No núcleo do sistema está um chip com 25 lasers microscópicos, cada um com seu próprio fluxo de luz. Trabalhando em paralelo, eles aumentam a taxa de transferência muito além da capacidade de uma única fonte. Nos testes, a configuração atingiu mais de 360 gigabits por segundo em uma curta conexão interna.
Os ganhos não se limitam à velocidade. O consumo de energia diminui significativamente, oferecendo uma maneira mais eficiente de lidar com a crescente demanda.
A matriz de lasers comprova a velocidade.
O desempenho é resultado de uma matriz 5 por 5 de lasers de emissão de superfície de cavidade vertical, cada um atuando como seu próprio canal de alta velocidade.
Em testes realizados a uma distância de dois metros, lasers individuais forneceram taxas de transferência de cerca de 13 a 19 gigabits por segundo. Com 21 canais ativos, a taxa de transferência total atingiu 362,7 gigabits por segundo, um dos resultados ópticos em escala de chip mais rápidos já obtidos.
A limitação estava no hardware do receptor, não no transmissor, o que sugere que velocidades mais altas são possíveis com componentes melhores.
Um sistema óptico personalizado também molda cada feixe em um quadrado definido, limitando a sobreposição para que várias conexões possam funcionar lado a lado sem interferência.

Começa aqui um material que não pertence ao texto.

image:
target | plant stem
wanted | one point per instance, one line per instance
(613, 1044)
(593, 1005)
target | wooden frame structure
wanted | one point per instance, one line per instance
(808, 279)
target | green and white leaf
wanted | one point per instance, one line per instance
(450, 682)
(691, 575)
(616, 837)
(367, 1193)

Por que a luz altera a equação
As redes de rádio enfrentam dificuldades em espaços congestionados, onde os sinais interferem uns nos outros e a capacidade fica sobrecarregada. A luz evita essas limitações, oferecendo mais largura de banda e controle preciso sobre a direção dos sinais.
Em vez de cobrir uma sala inteira, o sistema cria uma grade de feixes direcionados com mínima dispersão. As medições mostram cobertura uniforme em toda a área alvo, ajudando a manter o desempenho estável para vários dispositivos.
O sistema opera com cerca de 1,4 nanojoules por bit, aproximadamente metade do consumo de sistemas Wi-Fi comparáveis. A desvantagem é o alcance, já que a configuração atual funciona em curtas distâncias e depende da linha de visão direta.
Para onde isso vai a seguir?
Essa abordagem visa complementar as redes existentes, aliviando o tráfego pesado em espaços internos de alta demanda.
O hardware cabe em um chip submilimétrico construído com processos padrão, o que torna plausível a integração em dispositivos ou pontos de acesso, embora nenhum cronograma comercial tenha sido divulgado.
Com o aumento da demanda, a combinação de enlaces de rádio e de luz poderá se tornar padrão, com os sistemas a laser lidando com o tráfego mais intenso.